Qui plus est, les organisations économiques internationales dépensent beaucoup d'énergie pour se concurrencer plutôt que pour coopérer, au détriment de leurs missions. Ainsi lors de la crise asiatique, le fonds monétaire international (FMI(6)), sous l'influence de fait des Etats-Unis a « seul dans son coin » défini les programmes de réformes bancaires dans les pays asiatiques, sans coordination avec la BRI, donc c'est pourtant a priori la mission.
Trop souvent, dans la dernière décennie, les actions des institutions financières et commerciales de l'ONU auront plutôt contribué à creuser le fossé entre les « riches » et les « pauvres », à multiplier le nombre des pays classés dans les « moins avancés », à déstructurer l'économie et les systèmes de protection sociale.
Cependant les carences et les dérives de fonctionnement des organismes internationaux ne doivent pas nous faire conclure à en abandonner le principe ou à prôner leur suppression pure et simple au lieu de leur réformation.
La CGT avec le mouvement syndical international et la CES(5) fait sienne l'exigence de la mise en oeuvre au niveau international d'un système de régulations qui contribue à nous faire sortir de l'idéologie et de la pratique de la « guerre économique », prenant le relais de la « guerre froide ». Une telle régulation est notamment nécessaire pour les échanges mondiaux et son établissement nous commande de faire avancer certaines priorités et revendications fondamentales dans l'évolution du fonctionnement et des prérogatives de l'OMC.

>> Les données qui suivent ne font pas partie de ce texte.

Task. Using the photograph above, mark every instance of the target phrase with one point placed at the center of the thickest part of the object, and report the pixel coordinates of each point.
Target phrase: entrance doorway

La transparence et la démocratisation doivent devenir la règle de travail de l'OMC : en particulier les organisations syndicales internationales, et les grandes Organisations non gouvernementales (ONG) universelles concernées, doivent être associées au processus de négociation et aux mécanismes d'évaluation ou de contrôle. Mais il faut aussi obtenir que son action s'inscrive dans un système de valeurs qui rompe fondamentalement avec ce que le sociologue Pierre BOURDIEU dénommait récemment comme « la philosophie sociale du néolibéralisme ».
Le respect des droits humains doit être une valeur intangible de toutes les régulations internationales, la violation des droits humains ne peut en aucun cas être assimilée à un « avantage comparatif » ni constituer un terrain admissible de « compétitivité ».
Il est donc indispensable que s'instaure une coopération effective et efficiente entre l'OMC et l'OIT, par la mise en place à l'OMC d'un groupe de travail permanent « Normes sociales et échanges », fondé sur l'expertise de l'OIT, et la prise en compte du respect de ces normes sociales fondamentales comme critère à part entière lors de l'examen régulier par l'OMC des politiques commerciales de chaque pays.
Il en est de même de la protection de l'indépendance et de la promotion de la diversité des activités culturelles, car la création culturelle et intellectuelle ne peut être assimilée à une marchandise.
Enfin nous avons le devoir d'être offensif pour faire (re)gagner chez nous et dans la conscience universelle la réalité et le réalisme d'un modèle social et de développement fondé sur l'accès à la protection sociale collective et aux services publics, la reconnaissance des droits des travailleurs et du rôle des syndicats, et pour que ce modèle soit perçu comme le témoin ou la promesse d'une alternative mobilisatrice face à celui de la jungle libérale. C'est une des tâches essentielles que devrait s'assigner le mouvement syndical français dans son activité au niveau national, européen et international.
Dans cette perspective, l'adoption par les cinq confédérations syndicales françaises d'une position commune, reposant sur une analyse et des objectifs revendicatifs partagés relatifs au cycle de négociation qui s'ouvre dans le cadre de l'OMC, est un premier pas significatif qui augure bien de la possibilité de rassemblements futurs pour des actions indispensables à la défense des salariés.
Le mouvement syndical est directement intéressé par les travaux de l'OMC car sont en jeu les droits humains, les possibilités de développement, la protection de l'environnement.
Si aujourd'hui la mondialisation, dominée par la concurrence, la compétitivité et les critères de rentabilité financière, est source de tensions pour l'accaparement des marchés, pour la CGT, elle doit appeler des coopérations pour le développement de toute l'humanité, pour des rapprochements entre les peuples.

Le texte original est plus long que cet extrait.